Tanah merupakan salah satu hak asasi manusia yang sangat penting bagi Indonesia, negara agraris. Oleh karena itu, pemerataan kepemilikan tanah adalah mutlak. Pemerintah harus mengambil semua langkah kebijakan untuk menjamin pemerataan kepemilikan tanah. Selama kepemilikan tanah tidak merata, selama hak milik terancam dan diinjak-injak, sulit bagi kita untuk berbicara tentang hak asasi manusia saat itu. Pembangunan dengan segala keterbukaannya terhadap penanaman modal asing hendaknya tidak turut serta mengasingkan rakyat dari negerinya sendiri.
Perhatian Hatta juga teralihkan pada urusan kesejahteraan rakyat lainnya. Mungkin isu yang diperjuangkan Hatta tidak sejelas isu HAM seperti yang diklaim semua orang sekarang. Belakangan diketahui bahwa tulisan dan perjuangan Hatta memuat beberapa pasal tentang perlindungan manusia. Hak – Hak asasi manusia pada khususnya, dan kepentingan semua orang pada umumnya.
Bahkan, dari partisipasi aktif Hatta dalam pergerakan nasional hingga wafatnya pada tahun 1980, komitmennya terhadap kedaulatan rakyat tercermin dalam banyak tulisan dan pernyataannya.
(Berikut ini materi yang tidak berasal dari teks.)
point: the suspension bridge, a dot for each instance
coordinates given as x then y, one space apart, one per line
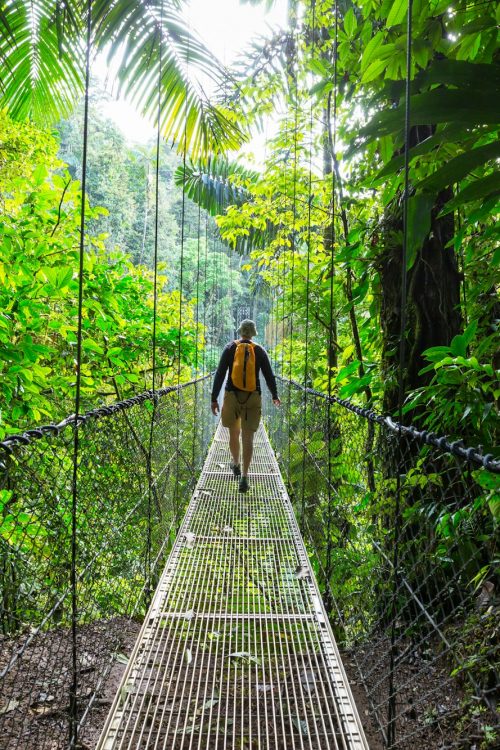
237 645
236 649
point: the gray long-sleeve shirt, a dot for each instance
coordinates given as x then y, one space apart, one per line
226 364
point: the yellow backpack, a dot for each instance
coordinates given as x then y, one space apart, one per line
243 373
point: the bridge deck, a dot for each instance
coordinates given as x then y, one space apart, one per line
236 650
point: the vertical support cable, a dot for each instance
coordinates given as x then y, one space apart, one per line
148 588
292 280
197 324
73 696
391 714
308 280
177 510
328 561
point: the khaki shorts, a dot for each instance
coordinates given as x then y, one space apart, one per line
242 405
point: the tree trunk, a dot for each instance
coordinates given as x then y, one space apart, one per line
433 307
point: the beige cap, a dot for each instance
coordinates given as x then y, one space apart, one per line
247 329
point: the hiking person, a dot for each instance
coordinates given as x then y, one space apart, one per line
242 360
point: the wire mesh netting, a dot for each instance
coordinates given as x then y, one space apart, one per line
138 462
236 650
401 527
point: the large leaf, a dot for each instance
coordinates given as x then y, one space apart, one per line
397 13
486 187
436 106
459 167
213 183
457 73
41 50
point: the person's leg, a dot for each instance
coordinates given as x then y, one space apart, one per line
247 440
234 442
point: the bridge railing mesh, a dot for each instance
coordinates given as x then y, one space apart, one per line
61 624
402 529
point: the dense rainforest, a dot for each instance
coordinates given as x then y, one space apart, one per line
364 243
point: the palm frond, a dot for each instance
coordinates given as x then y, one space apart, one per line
215 184
134 31
41 60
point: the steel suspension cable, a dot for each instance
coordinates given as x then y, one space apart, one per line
308 282
177 512
292 280
147 572
331 343
197 324
391 717
73 695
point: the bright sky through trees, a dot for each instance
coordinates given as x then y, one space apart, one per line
227 27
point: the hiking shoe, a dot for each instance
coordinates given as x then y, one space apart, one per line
235 468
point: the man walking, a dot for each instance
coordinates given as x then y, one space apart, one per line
242 407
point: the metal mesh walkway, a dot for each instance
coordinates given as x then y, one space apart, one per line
236 650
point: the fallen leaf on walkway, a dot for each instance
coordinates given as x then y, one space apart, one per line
301 572
11 705
301 725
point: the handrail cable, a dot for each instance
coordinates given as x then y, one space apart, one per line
455 447
391 706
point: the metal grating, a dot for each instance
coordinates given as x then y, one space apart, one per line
236 650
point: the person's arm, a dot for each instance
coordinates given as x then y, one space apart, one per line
268 373
219 378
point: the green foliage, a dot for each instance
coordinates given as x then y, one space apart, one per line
38 300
Hatta tidak pernah berbicara tentang perjuangannya sebagai pembela HAM, tetapi ia berjuang tanpa propaganda yang eksplosif. Baik itu kata-kata atau perbuatan. Dan tidak berlebihan untuk menyimpulkan bahwa Hatta adalah salah satu pemimpin Indonesia yang sangat peduli dengan masalah hak asasi manusia.